Earlier this month we profiled one of Ireland’s incubator facilities for tech start-up, NovaUCD. They run many accelerator programmes to help early-stage start-ups to fine tune their ideas and grow into viable companies.
Tom Flanagan, Director of Enterprise and Commercialisation at NovaUCD, gave us a run through of a couple of the exciting new developments happening at NovaUCD this year.
Last year they ran an accelerator program together with comms giants Vodafone and Ericsson.
“That was looking at companies and seeing how they could apply 5G to develop new business models and different application areas,” says Flanagan. “We put together a 12-week program and supported companies over that period to develop out their propositions for 5G.”
“That was interesting to see the applications for internet of things, virtual reality and augmented reality being applied in different areas.”
In March of this year NovaUCD joined the ESA Space Solutions Centre Ireland consortium, which incorporates the ESA Business Incubation Centre (BIC) Ireland.
ESA Space Solutions Centre Ireland, a consortium which is led by Tyndall at UCC, and funded by ESA and Enterprise Ireland, is focused on supporting entrepreneurs and start-ups with innovative technology in sectors as diverse as agri-tech, data analytics, bee husbandry, architecture and planning, and med-tech, in addition to the space sector.
“We’re able to offer 50k to companies to come into our incubator and be supported as they develop their propositions and provide them with lots of supports around developing their team and putting them in front of investors.
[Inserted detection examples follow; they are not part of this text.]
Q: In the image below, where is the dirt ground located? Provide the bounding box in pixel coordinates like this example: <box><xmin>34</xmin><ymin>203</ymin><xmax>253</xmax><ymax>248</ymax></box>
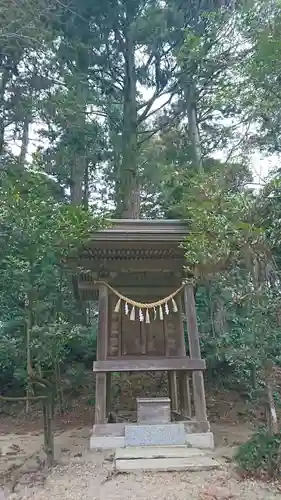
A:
<box><xmin>0</xmin><ymin>427</ymin><xmax>281</xmax><ymax>500</ymax></box>
<box><xmin>0</xmin><ymin>382</ymin><xmax>281</xmax><ymax>500</ymax></box>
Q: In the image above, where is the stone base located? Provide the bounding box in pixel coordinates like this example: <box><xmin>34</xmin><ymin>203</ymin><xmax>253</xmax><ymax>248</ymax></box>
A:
<box><xmin>90</xmin><ymin>422</ymin><xmax>214</xmax><ymax>450</ymax></box>
<box><xmin>115</xmin><ymin>446</ymin><xmax>220</xmax><ymax>472</ymax></box>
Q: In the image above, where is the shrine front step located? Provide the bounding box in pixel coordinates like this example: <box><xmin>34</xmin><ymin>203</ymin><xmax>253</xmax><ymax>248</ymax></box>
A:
<box><xmin>115</xmin><ymin>446</ymin><xmax>220</xmax><ymax>472</ymax></box>
<box><xmin>90</xmin><ymin>422</ymin><xmax>214</xmax><ymax>450</ymax></box>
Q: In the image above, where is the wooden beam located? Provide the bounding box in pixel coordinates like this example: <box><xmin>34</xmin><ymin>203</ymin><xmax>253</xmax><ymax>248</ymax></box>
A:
<box><xmin>168</xmin><ymin>370</ymin><xmax>178</xmax><ymax>412</ymax></box>
<box><xmin>95</xmin><ymin>285</ymin><xmax>108</xmax><ymax>424</ymax></box>
<box><xmin>184</xmin><ymin>285</ymin><xmax>207</xmax><ymax>421</ymax></box>
<box><xmin>72</xmin><ymin>257</ymin><xmax>185</xmax><ymax>272</ymax></box>
<box><xmin>94</xmin><ymin>356</ymin><xmax>206</xmax><ymax>373</ymax></box>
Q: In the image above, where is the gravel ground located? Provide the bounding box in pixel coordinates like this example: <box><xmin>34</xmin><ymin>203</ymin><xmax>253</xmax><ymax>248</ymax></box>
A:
<box><xmin>4</xmin><ymin>452</ymin><xmax>281</xmax><ymax>500</ymax></box>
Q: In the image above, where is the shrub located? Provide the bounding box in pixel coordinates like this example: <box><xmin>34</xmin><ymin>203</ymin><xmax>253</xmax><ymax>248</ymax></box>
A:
<box><xmin>234</xmin><ymin>430</ymin><xmax>281</xmax><ymax>477</ymax></box>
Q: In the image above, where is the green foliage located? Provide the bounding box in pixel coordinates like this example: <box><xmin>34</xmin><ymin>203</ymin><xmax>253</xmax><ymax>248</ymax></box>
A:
<box><xmin>0</xmin><ymin>170</ymin><xmax>99</xmax><ymax>390</ymax></box>
<box><xmin>234</xmin><ymin>431</ymin><xmax>281</xmax><ymax>478</ymax></box>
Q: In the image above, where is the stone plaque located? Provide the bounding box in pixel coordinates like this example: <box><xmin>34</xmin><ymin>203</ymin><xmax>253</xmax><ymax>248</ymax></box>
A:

All the usual things,” explains Flanagan.
“It’s for aerospace type companies, or for companies that use data that’s derived from satellites. So, we have companies like ProvEye for example, and they take their satellite data and analyse it in a way to help farmers with precision farming.”
“We can offer 40k to companies who are already in the aerospace business and are applying their technology to a different application. We are on the lookout for projects like those.”
Speaking of farmers, University College Dublin have their very own farm just to the West of Dublin in the county of Kildare. And it’s getting an upgrade to help those in the Agri sector research and develop their products in a working environment without disturbing the day to day running of Irish farms.
“We got funding to build an innovation centre with a view to attracting in entrepreneurs and start-up companies, and supporting start-up companies on the farm,” explains Flanagan.
“For companies who are developing a new product and doing it in an office someplace, that works very well until they need to bring it to a farm and test it. It’s challenging to get access to farms to test because they are potentially dangerous locations, and they can’t have too much interference from other people coming in with projects, and so on, so we’re set up to be able to do that.”
“That’s what we’re offering, we’re just beginning to make that available. And we’re also beginning to complete the design and go for planning permission for the building that we’ll build there.”
It’s a €4million project and as part of that project they are developing some programs to go along with the building and the access to the farm.
“We’re developing innovation challenges, identifying different areas where there’s a need for new products and new services. We are putting out a call for companies and start-up projects in that area that can come up with something interesting or innovative,” says Flanagan.
“Then in the second half of the year, we will be running a pre seed accelerator program for companies who might have a minimum viable product, but they really need support to develop it further, test it on the farm and attract additional funding to scale up their operation and recruit more people,” he adds.